La défense des droits est un autre combat, qui s’inscrit aussi dans la défense de la démocratie malmenée. Défendre les droits, c’est lutter contre l’arbitraire, les atteintes à la séparation des pouvoirs, les injustices, toutes les injustices, petites et grandes. Rien ne sape davantage la confiance en la démocratie que le sentiment de ne pas être défendu, d’être laissé seul avec ses difficultés, sa souffrance ou sa rage. Toute personne doit pouvoir être soutenue, aidée, considérée. J’agissais ainsi lorsque j’étais député. Ce devoir m’habite toujours. Un travail immense doit être conduit pour un accès facilité à la justice et contre la lenteur décourageante de celle-ci. J’admire le travail des avocats. Sans eux, il n’y aurait pas d’Etat de droit. Sans les journalistes, les lanceurs d’alerte et les militants des droits non plus. Et c’est précisément pour cela que la tentation d’en limiter l’action, si ce n’est parfois de les réduire au silence existe, parce que les contre-pouvoirs dérangent. Combien d’avocats et de journalistes, jusque dans des pays proches de nous par la géographie, ont-ils connu la détention, les menaces, l’intimidation, la violence ? Beaucoup, malheureusement. Les défenseurs des droits sont précieux. Il faut les protéger et conforter leur action, parce qu’ils sont les vigies actives de notre démocratie dans un monde incertain. Cette cause-là est essentielle, également.
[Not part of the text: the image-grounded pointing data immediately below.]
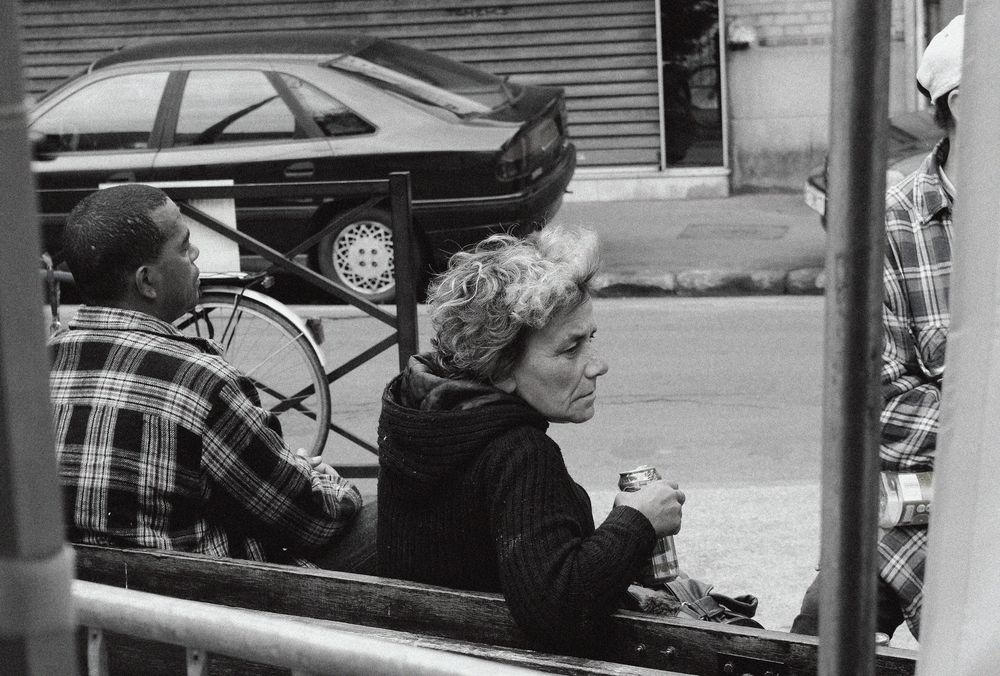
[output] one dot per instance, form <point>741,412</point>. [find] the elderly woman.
<point>472,492</point>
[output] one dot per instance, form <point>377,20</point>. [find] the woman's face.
<point>558,369</point>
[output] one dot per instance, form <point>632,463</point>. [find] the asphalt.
<point>760,243</point>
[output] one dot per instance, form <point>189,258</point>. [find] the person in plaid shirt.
<point>915,319</point>
<point>161,443</point>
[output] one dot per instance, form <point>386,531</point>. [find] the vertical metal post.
<point>36,620</point>
<point>851,396</point>
<point>404,246</point>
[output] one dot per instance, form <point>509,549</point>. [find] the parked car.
<point>484,154</point>
<point>911,136</point>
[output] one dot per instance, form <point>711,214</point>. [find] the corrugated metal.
<point>603,53</point>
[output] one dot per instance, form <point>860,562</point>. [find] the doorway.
<point>692,103</point>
Cela en fait des défis pour le temps qui reste. Il faut souhaiter qu’il soit long. Et aussi qu’il fasse de la place aux petits bonheurs personnels, aux rêves d’enfant, aux projets simples ou un peu fous. Je n’ai plus trop envie de traverser la Manche en pédalo, une idée de mes jeunes années… Ce ne serait guère raisonnable comme père de famille ! Mais tant d’autres choses me tentent que j’aimerais réaliser. Je voudrais retrouver l’Amérique, 30 ans après ma vie californienne, et la faire découvrir à mes enfants. J’aimerais prendre à pied le chemin de Saint-Jacques de Compostelle depuis Vézelay et y aller d’une traite, comme une quête de soi et une découverte de l’Europe éternelle. Je voudrais aller voir le Grand Nord, étudier la grammaire française, reprendre mes cours de littérature allemande et portugaise, arpenter la Provence sur les traces de Marcel Pagnol, grimper à vélo les plus grands cols du Tour de France, passer du temps au bord de l’océan, voir de beaux matchs de football dans les mythiques stades européens, descendre le Danube et remonter la Loire, me passionner pour les ours dans le poumon vert de l’Europe que sont les Carpates, voir mes amis, lire beaucoup de livres, en écrire aussi. Vaste programme ! Des idées et des rêves, il y en aura toujours. Le temps qui reste ne sera pas triste. Il sera fort et juste. Il est à venir.